April 27, 2017
by Donald Breckenridge
Reviewed by Neil Tesh
‘She wants to know why he thinks her desire to travel is so ridiculous. He says that it isn’t ridiculous. She wants to know why he thinks her fantasies about escaping their everyday life are so unrealistic.’
Breckenridge’s ethereal language describing Jean Rouch’s short “Le Gare Du Nord” echoes the film itself, and sets us up for the detailed, tense relationship between place and detail throughout And Then. The novel holds our attention with a subtle rise and fall between tragedy and a yearning for adventure free of constraint. The story meditates on the mundane aspects of life, often highlighting the hidden beauty within those moments that we either miss, or in other cases invent to create meaning. Breckenridge’s revolving cast of disparate, though recognizable characters digs deep into the journey of life, finding revelations at every crossroad. Like an urban maze, narratives are elegantly interwoven, circling around the lives of people and their seemingly pedestrian lives.

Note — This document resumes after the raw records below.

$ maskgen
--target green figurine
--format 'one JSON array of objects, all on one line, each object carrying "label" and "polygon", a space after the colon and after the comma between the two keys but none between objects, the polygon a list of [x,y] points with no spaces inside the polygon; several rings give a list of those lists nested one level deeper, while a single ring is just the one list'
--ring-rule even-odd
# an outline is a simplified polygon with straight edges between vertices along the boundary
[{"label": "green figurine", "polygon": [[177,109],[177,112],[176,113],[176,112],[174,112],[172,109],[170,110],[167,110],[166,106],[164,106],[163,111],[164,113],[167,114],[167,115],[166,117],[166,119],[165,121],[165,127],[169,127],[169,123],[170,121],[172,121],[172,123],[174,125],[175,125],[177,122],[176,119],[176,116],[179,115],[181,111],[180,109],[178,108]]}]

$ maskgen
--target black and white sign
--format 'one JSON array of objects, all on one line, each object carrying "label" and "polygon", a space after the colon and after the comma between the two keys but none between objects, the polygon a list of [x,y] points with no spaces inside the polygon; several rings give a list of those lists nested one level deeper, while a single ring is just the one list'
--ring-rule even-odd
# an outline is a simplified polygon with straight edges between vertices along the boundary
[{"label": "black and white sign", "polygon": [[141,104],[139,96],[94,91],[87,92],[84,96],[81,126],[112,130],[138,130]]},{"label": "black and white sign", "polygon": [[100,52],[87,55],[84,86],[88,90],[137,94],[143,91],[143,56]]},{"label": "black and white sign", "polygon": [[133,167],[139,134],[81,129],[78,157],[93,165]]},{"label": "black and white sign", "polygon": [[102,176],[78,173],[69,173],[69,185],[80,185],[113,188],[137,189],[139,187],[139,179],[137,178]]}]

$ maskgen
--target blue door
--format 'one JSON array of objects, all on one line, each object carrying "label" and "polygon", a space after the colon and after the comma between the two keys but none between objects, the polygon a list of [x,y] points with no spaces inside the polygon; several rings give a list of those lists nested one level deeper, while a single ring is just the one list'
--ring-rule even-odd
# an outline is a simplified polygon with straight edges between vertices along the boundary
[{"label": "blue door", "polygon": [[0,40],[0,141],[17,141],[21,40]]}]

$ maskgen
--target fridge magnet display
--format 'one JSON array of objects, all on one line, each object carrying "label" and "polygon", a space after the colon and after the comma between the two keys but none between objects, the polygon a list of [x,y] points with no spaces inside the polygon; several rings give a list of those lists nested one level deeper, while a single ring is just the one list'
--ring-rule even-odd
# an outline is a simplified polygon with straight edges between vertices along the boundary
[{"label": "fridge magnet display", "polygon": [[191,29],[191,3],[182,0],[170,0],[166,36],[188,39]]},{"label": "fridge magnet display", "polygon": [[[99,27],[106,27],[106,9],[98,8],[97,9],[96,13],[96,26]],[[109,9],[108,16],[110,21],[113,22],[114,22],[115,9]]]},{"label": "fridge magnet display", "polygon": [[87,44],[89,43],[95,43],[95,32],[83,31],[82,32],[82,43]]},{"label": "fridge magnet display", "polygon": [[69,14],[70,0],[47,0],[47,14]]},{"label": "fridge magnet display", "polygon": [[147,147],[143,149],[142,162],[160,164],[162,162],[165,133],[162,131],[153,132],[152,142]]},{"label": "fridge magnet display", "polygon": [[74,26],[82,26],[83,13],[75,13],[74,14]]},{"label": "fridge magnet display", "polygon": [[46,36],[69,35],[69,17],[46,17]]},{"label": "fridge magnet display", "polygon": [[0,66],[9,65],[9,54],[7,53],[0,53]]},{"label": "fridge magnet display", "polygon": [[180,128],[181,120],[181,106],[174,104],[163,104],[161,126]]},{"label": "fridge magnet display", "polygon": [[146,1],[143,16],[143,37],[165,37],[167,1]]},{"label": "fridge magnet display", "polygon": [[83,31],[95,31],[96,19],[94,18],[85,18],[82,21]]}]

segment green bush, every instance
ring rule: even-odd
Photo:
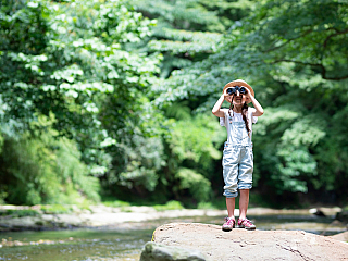
[[[39,215],[39,212],[37,210],[32,210],[32,209],[5,210],[0,212],[0,215],[11,215],[12,217],[37,216]]]
[[[157,211],[184,209],[183,204],[176,200],[167,201],[165,204],[156,204],[156,206],[153,206],[153,208]]]
[[[75,142],[58,137],[50,126],[51,121],[42,116],[32,124],[30,133],[4,137],[0,154],[4,200],[14,204],[98,201],[99,181],[89,176]]]

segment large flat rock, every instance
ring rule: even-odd
[[[171,223],[158,227],[153,241],[199,250],[213,261],[348,260],[348,244],[302,231],[223,232],[221,226]]]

Suzanne, almost imperceptibly, blossoms as she follows her dreams of freedom and authenticity. Instead of giving into the inertia of her dead-end job, she takes the leap and travels to New York on a whim at the suggestion of her manager. During conversation in a telephone booth outside her motel, information of mistakes in her past threatens her livelihood. After a relationship with a photographer is ripped apart by selfish intentions, she gradually loses herself to the temptations of life and disappears from the lives of those who care about her.
Tom, a grad student struggling to write a thesis worthy of impressing his peers, searches for something worth holding on to in life as he spends the summer cat sitting for his professor, with whom he has an unrequited romance. Shuffling through a box destined for the dumpster, he stumbles upon a series of pictures of a beautiful blonde woman. A one night stand becomes the first step in discovering the origins of the mysterious woman and her photographer.

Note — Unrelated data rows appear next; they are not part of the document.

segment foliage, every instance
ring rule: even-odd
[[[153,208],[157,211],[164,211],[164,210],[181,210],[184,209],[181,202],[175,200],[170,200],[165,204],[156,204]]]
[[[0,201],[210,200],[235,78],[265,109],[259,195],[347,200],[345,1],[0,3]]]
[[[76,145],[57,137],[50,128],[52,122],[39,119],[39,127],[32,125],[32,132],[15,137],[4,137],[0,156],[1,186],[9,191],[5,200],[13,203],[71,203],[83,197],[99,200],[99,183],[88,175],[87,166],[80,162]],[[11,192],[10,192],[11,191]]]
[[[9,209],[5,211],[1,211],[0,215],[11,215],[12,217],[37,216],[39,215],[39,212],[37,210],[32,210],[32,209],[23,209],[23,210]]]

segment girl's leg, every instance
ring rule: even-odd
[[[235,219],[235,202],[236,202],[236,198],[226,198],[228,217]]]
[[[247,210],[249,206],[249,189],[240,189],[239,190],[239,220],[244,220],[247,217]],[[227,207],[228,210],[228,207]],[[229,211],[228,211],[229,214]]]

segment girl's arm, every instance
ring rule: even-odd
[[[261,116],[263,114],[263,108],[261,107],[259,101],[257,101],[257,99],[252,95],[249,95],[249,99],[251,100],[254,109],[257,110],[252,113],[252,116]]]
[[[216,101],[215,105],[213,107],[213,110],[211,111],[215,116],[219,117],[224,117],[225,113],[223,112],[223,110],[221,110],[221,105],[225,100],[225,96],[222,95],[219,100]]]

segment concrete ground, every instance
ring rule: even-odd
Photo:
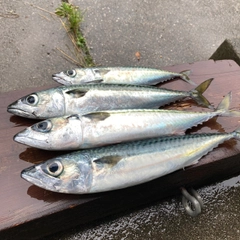
[[[240,33],[238,0],[73,0],[71,2],[85,10],[82,31],[95,63],[103,66],[161,68],[166,65],[207,60],[226,38],[238,37]],[[58,49],[63,49],[72,55],[69,50],[72,48],[71,42],[60,21],[47,12],[54,12],[61,1],[32,0],[31,4],[34,5],[26,1],[0,0],[0,92],[52,84],[53,73],[75,66],[64,59],[59,52]],[[220,199],[229,201],[229,197],[235,196],[236,191],[239,193],[236,189],[232,194],[227,192],[227,200],[222,200],[223,197]],[[221,212],[210,212],[203,221],[197,224],[195,221],[196,231],[193,230],[190,237],[186,230],[189,229],[190,220],[186,221],[188,216],[185,213],[179,211],[175,213],[171,210],[172,205],[178,207],[175,200],[172,201],[163,203],[163,207],[166,206],[161,219],[168,215],[164,223],[159,220],[157,210],[152,207],[150,210],[145,210],[150,224],[146,224],[144,212],[139,213],[138,217],[130,214],[120,218],[118,222],[114,221],[114,224],[105,224],[103,228],[95,227],[96,230],[93,229],[92,234],[101,239],[100,233],[110,225],[111,239],[120,239],[120,236],[123,237],[122,239],[128,239],[127,236],[131,236],[129,239],[141,239],[141,236],[146,239],[147,231],[155,231],[155,237],[152,239],[159,239],[158,232],[163,234],[165,239],[175,239],[174,234],[180,234],[181,229],[184,229],[184,234],[181,235],[182,237],[178,235],[179,239],[193,239],[193,237],[215,239],[214,234],[222,230],[223,221],[220,220],[224,220],[226,215]],[[208,207],[210,206],[212,205],[209,204]],[[235,219],[239,218],[238,207],[239,204],[234,205]],[[225,214],[227,213],[228,210]],[[232,215],[228,216],[228,227],[225,226],[222,239],[239,237],[239,230],[230,224]],[[133,217],[136,223],[131,220]],[[211,221],[208,221],[207,217],[210,217]],[[122,227],[130,221],[133,223],[131,229]],[[139,224],[141,222],[147,226],[144,233],[139,231],[143,226]],[[162,228],[154,225],[161,223],[164,225]],[[174,233],[172,230],[176,227],[175,224],[178,228]],[[204,231],[200,231],[201,229]],[[207,232],[207,230],[211,231]],[[168,235],[164,235],[164,232]],[[80,235],[72,233],[69,238],[65,235],[64,239],[80,239],[75,238]],[[58,236],[57,239],[63,238]]]
[[[52,73],[74,66],[57,50],[71,55],[71,42],[46,12],[60,3],[0,0],[0,92],[51,84]],[[240,29],[238,0],[72,3],[85,11],[82,30],[98,65],[161,68],[206,60]]]

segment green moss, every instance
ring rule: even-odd
[[[80,31],[80,25],[83,21],[83,14],[80,9],[70,3],[63,2],[61,6],[56,9],[55,14],[66,19],[68,31],[71,32],[75,45],[79,48],[79,52],[83,55],[83,59],[81,59],[79,65],[83,65],[84,67],[94,66],[86,40]]]

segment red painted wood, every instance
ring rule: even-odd
[[[232,91],[231,108],[239,110],[240,68],[235,62],[209,60],[169,66],[165,69],[175,72],[189,69],[190,78],[197,84],[213,77],[214,81],[204,96],[217,106],[223,96]],[[50,85],[54,84],[50,82]],[[181,80],[162,86],[179,90],[193,88]],[[43,87],[0,95],[0,239],[34,239],[176,194],[181,186],[200,186],[240,172],[240,142],[230,140],[202,158],[197,165],[136,187],[84,196],[58,194],[40,189],[22,180],[21,170],[63,153],[15,143],[13,136],[36,121],[13,116],[6,111],[8,104],[40,89]],[[191,100],[170,105],[168,108],[208,111],[196,106]],[[238,118],[219,117],[188,132],[229,132],[238,125]]]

Even seemingly insignificant people prove to be the guiding forces needed for metamorphosis, the angels perched on their shoulders, with a myriad of faces. The pages of And Then demand to be turned, continually blurring the lines between dream and reality.
‘ “Is it your heart,” Suzanne crossed her right leg over her left knee, “or your phone that’s broken?” ‘
Highlighting the struggles of intimacy in a world filled with distractions, both in personal life and in social settings, And Then beautifully portrays what it feels like to be on both sides of the coin. Nothing is fully explained at once, each piece of the puzzle is revealed and gradually the details of the big picture come into view.
Leaning on flashback, Breckenridge unfolds each scene with the precision of a tightly woven spring slowly loosening, enveloping the reader with a sense of familiarity. As relationships unravel, the sting of abandonment can be felt in the darkest moments, while new light is shed on the meaning of what it means to love. And Then revels in a sensation of jumping back to another time to contextualize details of the present moment.
A young woman struggles to find herself in an unfeeling world, while her past chases her across the country. A boy lusts after a life which is not his own, searches for answers in the fleeting exchanges of passersby. Children watch their father’s agonizing decay, struggles to find a way of preventing the inevitable. Heat burns the skin of a soldier searching for safety amid raging war. Each page is a testament to the idea that every person walking the street has a story that is continually unfolding, though rarely told.
Even with an engaging, often frenetic style of dialog, Breckenridge thrives on subtext, allowing the reader to build a unique and personal bond with every character. So much is hidden in the smallest detail, that And Then presents a layered experience for readers—one they will linger on, and no doubt return to.